True though, it requires it to be managed correctly. Splitting up the field in qualifying groups, to me, would also mean comparing the driver times, as opposed to a knock out system, as that inevitably results in a sense of unfairness somewhere down the order. Tricky though, as changing weather conditions could do the same.
Another aspect is the car size. I don’t know what their dimensions are currently, but if they’ve become ridiculously wide, long and heavy over the years, like in F1, than that’s certainly the recipe for disaster.

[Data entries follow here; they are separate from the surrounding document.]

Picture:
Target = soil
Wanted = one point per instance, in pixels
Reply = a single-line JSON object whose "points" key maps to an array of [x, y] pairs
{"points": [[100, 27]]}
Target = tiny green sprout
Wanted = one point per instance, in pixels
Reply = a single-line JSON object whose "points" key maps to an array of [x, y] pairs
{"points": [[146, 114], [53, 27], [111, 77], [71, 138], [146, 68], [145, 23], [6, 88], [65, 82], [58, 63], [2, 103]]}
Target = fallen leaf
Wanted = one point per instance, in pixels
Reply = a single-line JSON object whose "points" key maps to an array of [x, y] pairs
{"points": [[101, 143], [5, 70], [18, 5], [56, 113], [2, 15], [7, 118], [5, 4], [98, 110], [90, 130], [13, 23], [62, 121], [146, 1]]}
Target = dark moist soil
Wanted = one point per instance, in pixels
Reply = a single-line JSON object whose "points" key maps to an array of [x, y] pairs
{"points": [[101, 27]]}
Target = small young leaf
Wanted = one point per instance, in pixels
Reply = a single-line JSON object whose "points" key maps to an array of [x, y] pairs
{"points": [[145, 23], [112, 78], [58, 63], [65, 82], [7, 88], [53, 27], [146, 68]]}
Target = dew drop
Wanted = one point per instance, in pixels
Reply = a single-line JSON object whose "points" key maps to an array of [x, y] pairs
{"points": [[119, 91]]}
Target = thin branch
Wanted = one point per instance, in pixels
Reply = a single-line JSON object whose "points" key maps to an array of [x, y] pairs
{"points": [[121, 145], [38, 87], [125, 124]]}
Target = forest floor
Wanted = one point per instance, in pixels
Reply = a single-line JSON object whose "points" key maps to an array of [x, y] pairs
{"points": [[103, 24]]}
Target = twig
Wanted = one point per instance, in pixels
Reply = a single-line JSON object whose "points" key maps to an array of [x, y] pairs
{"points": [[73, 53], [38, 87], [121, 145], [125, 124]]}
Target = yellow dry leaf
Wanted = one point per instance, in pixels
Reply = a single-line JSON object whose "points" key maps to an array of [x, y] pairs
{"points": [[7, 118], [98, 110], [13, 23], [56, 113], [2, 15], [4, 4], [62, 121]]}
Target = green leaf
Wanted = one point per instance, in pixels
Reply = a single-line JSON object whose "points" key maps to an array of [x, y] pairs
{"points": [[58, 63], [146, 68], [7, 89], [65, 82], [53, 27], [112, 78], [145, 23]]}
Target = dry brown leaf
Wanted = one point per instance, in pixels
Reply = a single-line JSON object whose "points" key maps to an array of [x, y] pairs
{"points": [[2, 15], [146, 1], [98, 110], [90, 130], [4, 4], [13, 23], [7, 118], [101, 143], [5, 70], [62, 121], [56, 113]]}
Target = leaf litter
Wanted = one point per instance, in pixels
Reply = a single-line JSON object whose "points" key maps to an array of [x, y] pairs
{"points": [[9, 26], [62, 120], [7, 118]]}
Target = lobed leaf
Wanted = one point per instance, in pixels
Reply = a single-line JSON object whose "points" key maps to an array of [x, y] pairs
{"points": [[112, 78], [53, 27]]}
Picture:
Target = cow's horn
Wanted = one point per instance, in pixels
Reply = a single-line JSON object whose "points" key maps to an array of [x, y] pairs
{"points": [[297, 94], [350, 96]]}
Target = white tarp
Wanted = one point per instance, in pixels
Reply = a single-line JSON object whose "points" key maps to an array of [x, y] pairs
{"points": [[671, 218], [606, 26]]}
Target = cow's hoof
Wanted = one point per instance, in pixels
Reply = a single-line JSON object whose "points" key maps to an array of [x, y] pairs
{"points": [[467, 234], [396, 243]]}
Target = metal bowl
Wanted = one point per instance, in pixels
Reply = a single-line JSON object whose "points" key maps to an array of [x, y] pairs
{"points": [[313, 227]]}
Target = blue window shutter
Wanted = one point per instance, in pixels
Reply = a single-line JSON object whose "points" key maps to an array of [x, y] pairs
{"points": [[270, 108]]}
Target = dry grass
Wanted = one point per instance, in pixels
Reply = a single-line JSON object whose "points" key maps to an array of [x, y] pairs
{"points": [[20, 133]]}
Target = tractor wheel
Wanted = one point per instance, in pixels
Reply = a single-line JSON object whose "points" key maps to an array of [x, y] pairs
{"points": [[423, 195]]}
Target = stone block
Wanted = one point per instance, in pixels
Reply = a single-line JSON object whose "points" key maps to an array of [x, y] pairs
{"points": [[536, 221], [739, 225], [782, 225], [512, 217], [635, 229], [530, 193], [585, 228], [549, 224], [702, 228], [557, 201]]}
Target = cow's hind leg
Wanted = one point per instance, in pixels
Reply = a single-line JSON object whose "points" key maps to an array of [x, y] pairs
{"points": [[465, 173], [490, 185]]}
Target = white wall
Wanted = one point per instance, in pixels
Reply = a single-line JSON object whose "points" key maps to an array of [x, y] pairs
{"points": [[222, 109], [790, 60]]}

You’d say that there’s a job for the FIA there, and for using simulation. Oh wait, FIA.
RandomMallard
2nd March 2023, 17:45
Coventry Climax I think in F2 they have two groups, and whoever goes fastest overall is on pole, while the fastest driver in the other group is put P2, and so on through the order (odd numbered grid positions for drivers in the group the pole sitter was in, and even numbered spots for drivers in the other group). I think this is to protect each group in event of changing conditions as you mention.
Coventry Climax
3rd March 2023, 0:23
I have no idea how it works, but if what you suggest is the case, that could still mean that nr. 2 of group 1, getting P3, had a faster time than nr. 1 of group 2, who’s getting P2. Doesn’t sound quite right either, does it?
Pedro
3rd March 2023, 8:06
Hope for a great season.Hard to make any predictions here but at the start i reckon O’sullivan, Colapinto and Colet can be in the mix to the championship
Shimks (@shimks)
2nd March 2023, 14:43
I am so excited. I adore F3 and F2. This will be my 4th season watching and, for me, both feeder series blow F1 out of the water in terms of unpredictability and excitement. 30 cars on track is a dream!!